Comment 3 for bug 842223

Revision history for this message
Martin Packman (gz) wrote :

> Please note that the issue that was pointed out by the reviewer is
> already fixed in bzr.dev, and is different from what you're pointing out
> here. That was about displaying "locations", which is different from the
> representation we use internally anyway.

I put that in the bug report not because I thought anyone had dropped the ball, just that it was relevant that the change was deliberate and not an oversight.

> rfc1738 considers tilde one of the unsafe characters and says that all
> unsafe characters must always be encoded within a URL.
> (page 30)

And in rfc3986 it's an unreserved character, hence the endless confusion over tildes in urls. :)

It also calls out the problem with comparing equivalent but unequal values, and makes a recommendation:

<http://www.ietf.org/rfc/rfc3986.txt>

   URIs that differ in the replacement of an unreserved character with
   its corresponding percent-encoded US-ASCII octet are equivalent: they
   identify the same resource.

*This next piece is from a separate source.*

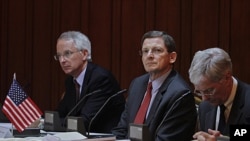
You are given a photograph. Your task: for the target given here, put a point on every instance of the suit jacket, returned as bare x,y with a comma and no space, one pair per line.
95,78
239,111
172,116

However, URI comparison implementations
   do not always perform normalization prior to comparison (see Section
   6). For consistency, percent-encoded octets in the ranges of ALPHA
   (%41-%5A and %61-%7A), DIGIT (%30-%39), hyphen (%2D), period (%2E),
   underscore (%5F), or tilde (%7E) should not be created by URI
   producers and, when found in a URI, should be decoded to their
   corresponding unreserved characters by URI normalizers.